Over the past year, Secretary of Health and Human Services (HHS) Robert F. Kennedy Jr. fully replaced members of the Advisory Committee on Immunization Practices (ACIP), with significant consequences for how the body reviews evidence and makes recommendations. ACIP’s recommendations fall into three categories: universal, risk-based, and shared clinical decision-making (SCDM). In a break with past practice, ACIP has begun removing universal recommendations from some vaccines and, without new evidence, effectively downgrading them to an SCDM designation. The remaking of ACIP and the dramatic changes to recommendations drew swift criticism from public health groups, followed by litigation. In March 2026, a federal district court paused the ACIP changes, including the SCDM recommendations. HHS has appealed, but the lawsuit is still in early stages, with final resolution likely years away.
ACIP’s decisions are important not only because they guide public health practice. Its recommendations also directly affect access to care and insurance coverage because they are embedded in the Affordable Care Act’s (ACA) coverage requirements and in an array of state public health statutes. While the ACA requires coverage of all ACIP-recommended vaccines, including those recently given an SCDM recommendation, experience suggests that ACIP’s approach is likely to cause confusion and create barriers to vaccine access.

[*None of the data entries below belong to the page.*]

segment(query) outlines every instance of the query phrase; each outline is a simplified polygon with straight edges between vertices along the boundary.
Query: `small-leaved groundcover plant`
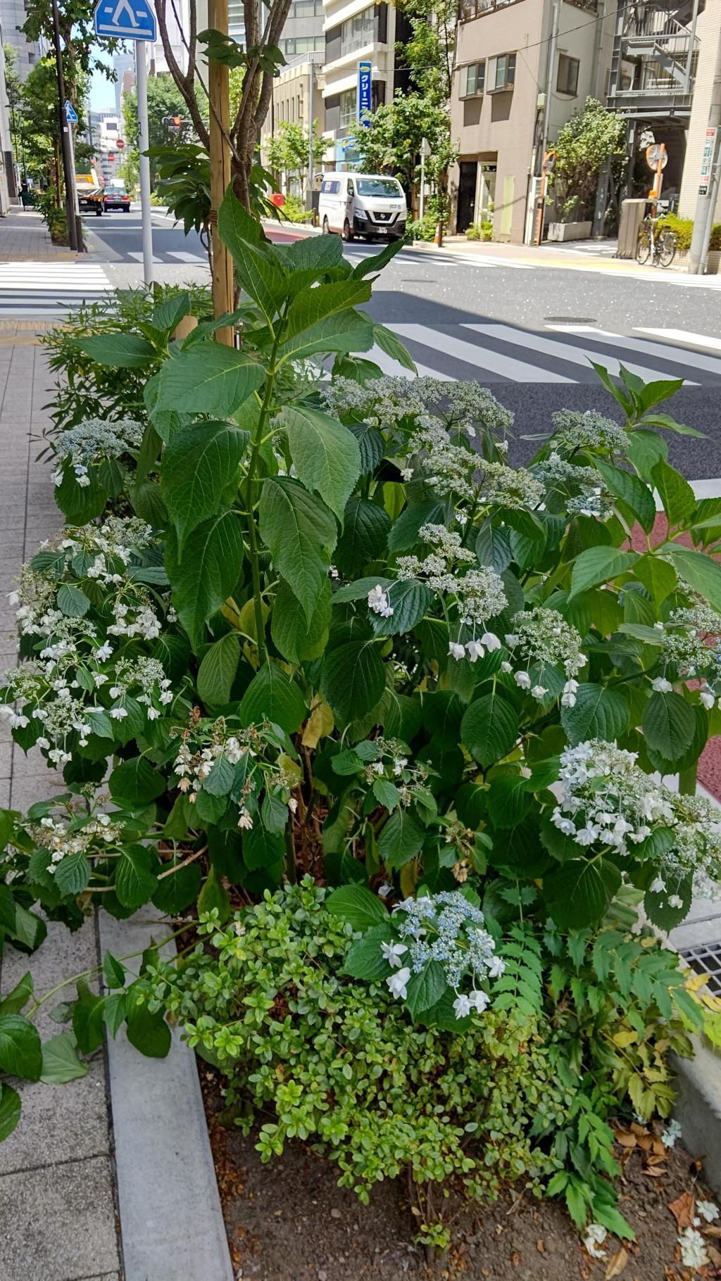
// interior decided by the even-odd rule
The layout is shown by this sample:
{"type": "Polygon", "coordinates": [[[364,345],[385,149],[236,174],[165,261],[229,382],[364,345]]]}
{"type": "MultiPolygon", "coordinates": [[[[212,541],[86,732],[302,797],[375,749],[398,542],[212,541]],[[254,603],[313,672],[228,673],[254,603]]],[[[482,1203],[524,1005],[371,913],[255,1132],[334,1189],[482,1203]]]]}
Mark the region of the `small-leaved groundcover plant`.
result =
{"type": "MultiPolygon", "coordinates": [[[[274,1109],[264,1157],[312,1139],[361,1195],[521,1179],[628,1234],[607,1118],[667,1116],[668,1050],[720,1021],[653,930],[721,872],[721,500],[667,461],[680,384],[599,369],[622,425],[561,411],[512,468],[490,392],[374,364],[414,371],[359,310],[397,246],[273,246],[232,195],[219,228],[233,318],[174,338],[177,291],[76,339],[132,397],[64,401],[0,690],[64,778],[0,811],[6,945],[147,902],[201,943],[106,956],[45,1045],[28,975],[0,1067],[70,1080],[123,1025],[163,1056],[170,1013],[243,1125],[274,1109]]],[[[3,1081],[0,1136],[19,1109],[3,1081]]]]}

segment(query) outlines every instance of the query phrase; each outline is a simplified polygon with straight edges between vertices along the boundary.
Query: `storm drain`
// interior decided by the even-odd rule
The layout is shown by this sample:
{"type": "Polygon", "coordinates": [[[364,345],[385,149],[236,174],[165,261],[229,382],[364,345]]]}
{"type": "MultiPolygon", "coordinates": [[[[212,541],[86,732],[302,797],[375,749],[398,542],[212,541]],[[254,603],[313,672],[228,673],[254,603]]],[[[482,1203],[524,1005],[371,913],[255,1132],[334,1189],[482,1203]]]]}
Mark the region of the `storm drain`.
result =
{"type": "Polygon", "coordinates": [[[708,990],[715,997],[721,997],[721,943],[702,943],[697,948],[681,948],[681,956],[697,974],[708,975],[708,990]]]}

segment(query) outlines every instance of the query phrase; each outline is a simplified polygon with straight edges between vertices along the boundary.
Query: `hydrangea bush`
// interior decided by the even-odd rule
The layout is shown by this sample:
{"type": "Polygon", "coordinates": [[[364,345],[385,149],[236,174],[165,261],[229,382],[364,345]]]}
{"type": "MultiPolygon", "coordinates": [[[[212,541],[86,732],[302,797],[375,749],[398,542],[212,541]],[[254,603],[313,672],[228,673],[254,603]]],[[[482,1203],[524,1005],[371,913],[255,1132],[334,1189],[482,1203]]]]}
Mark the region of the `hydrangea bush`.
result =
{"type": "MultiPolygon", "coordinates": [[[[630,934],[642,902],[667,930],[721,872],[716,810],[694,796],[720,716],[721,500],[697,501],[667,461],[663,433],[692,432],[660,407],[680,384],[599,370],[622,424],[563,410],[511,466],[512,415],[489,391],[374,364],[380,347],[414,371],[359,310],[397,246],[355,268],[334,237],[273,246],[232,195],[219,228],[250,298],[239,348],[214,341],[219,322],[174,338],[183,293],[136,332],[78,343],[132,369],[136,398],[54,439],[67,525],[18,585],[1,711],[65,790],[0,815],[8,940],[40,940],[37,906],[74,926],[151,901],[210,920],[223,949],[234,912],[311,877],[347,940],[342,999],[377,985],[394,1027],[538,1018],[561,953],[579,1017],[598,1013],[603,980],[584,995],[579,970],[588,953],[608,976],[599,929],[611,1024],[633,994],[653,1029],[699,1027],[676,965],[630,934]]],[[[166,1050],[146,963],[127,994],[124,977],[110,958],[109,994],[78,988],[68,1006],[72,1071],[104,1021],[166,1050]]],[[[656,1031],[636,1020],[635,1035],[603,1108],[616,1089],[667,1111],[640,1048],[656,1031]]],[[[603,1152],[601,1184],[576,1168],[553,1187],[581,1222],[608,1195],[603,1152]]]]}

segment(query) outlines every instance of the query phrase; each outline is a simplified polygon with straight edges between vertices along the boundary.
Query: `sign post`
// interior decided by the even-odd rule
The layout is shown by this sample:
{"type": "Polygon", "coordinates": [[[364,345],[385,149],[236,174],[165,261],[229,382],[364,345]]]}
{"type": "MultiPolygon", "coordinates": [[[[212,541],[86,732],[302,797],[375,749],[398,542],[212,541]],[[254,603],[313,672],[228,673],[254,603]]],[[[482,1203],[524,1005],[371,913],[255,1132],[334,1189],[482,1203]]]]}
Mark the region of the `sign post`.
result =
{"type": "Polygon", "coordinates": [[[369,126],[370,120],[364,118],[365,111],[370,111],[373,101],[373,63],[359,63],[359,124],[369,126]]]}
{"type": "Polygon", "coordinates": [[[99,0],[95,9],[96,36],[136,41],[136,86],[138,94],[140,199],[142,220],[142,269],[152,284],[152,223],[150,218],[150,146],[147,131],[147,61],[143,41],[155,40],[155,14],[147,0],[99,0]]]}

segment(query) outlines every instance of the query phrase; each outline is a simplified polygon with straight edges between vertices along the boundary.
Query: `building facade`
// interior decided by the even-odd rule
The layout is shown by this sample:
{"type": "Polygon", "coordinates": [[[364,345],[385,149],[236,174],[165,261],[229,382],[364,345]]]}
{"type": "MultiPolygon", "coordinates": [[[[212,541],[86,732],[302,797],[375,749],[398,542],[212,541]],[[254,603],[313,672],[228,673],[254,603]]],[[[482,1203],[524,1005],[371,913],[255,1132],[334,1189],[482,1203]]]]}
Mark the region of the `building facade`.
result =
{"type": "Polygon", "coordinates": [[[371,64],[371,110],[389,102],[407,73],[396,68],[396,44],[409,38],[407,19],[394,4],[324,0],[325,167],[351,169],[357,163],[359,61],[371,64]]]}
{"type": "Polygon", "coordinates": [[[460,158],[452,174],[452,227],[490,222],[493,237],[523,243],[533,227],[548,141],[583,108],[604,97],[611,35],[602,0],[464,0],[451,101],[460,158]]]}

What Is Shared Clinical Decision-Making?
The American Medical Association defines shared clinical decision-making as a collaborative process that balances clinical evidence and patient values to help the patient make an informed treatment choice. Historically, SCDM has been used to identify a care plan when a course of treatment comes with significant risks alongside benefits, and the approach may be valuable when there isn’t a clear, evidence-based course of action.
ACIP formally adopted an SCDM category for vaccine recommendations in 2019, replacing a “permissive” category. Until last year, ACIP had used SCDM infrequently and narrowly, when the benefits and risks of a vaccine for a specific group were less clear. For example, the meningococcal B vaccine received an SCDM recommendation in 2015 because of short-term vaccine effectiveness and low disease prevalence. Yet even this limited use of SCDM recommendations for vaccines generated confusion and misunderstanding for providers, patients, and payers, including about whether the vaccines were covered by insurance.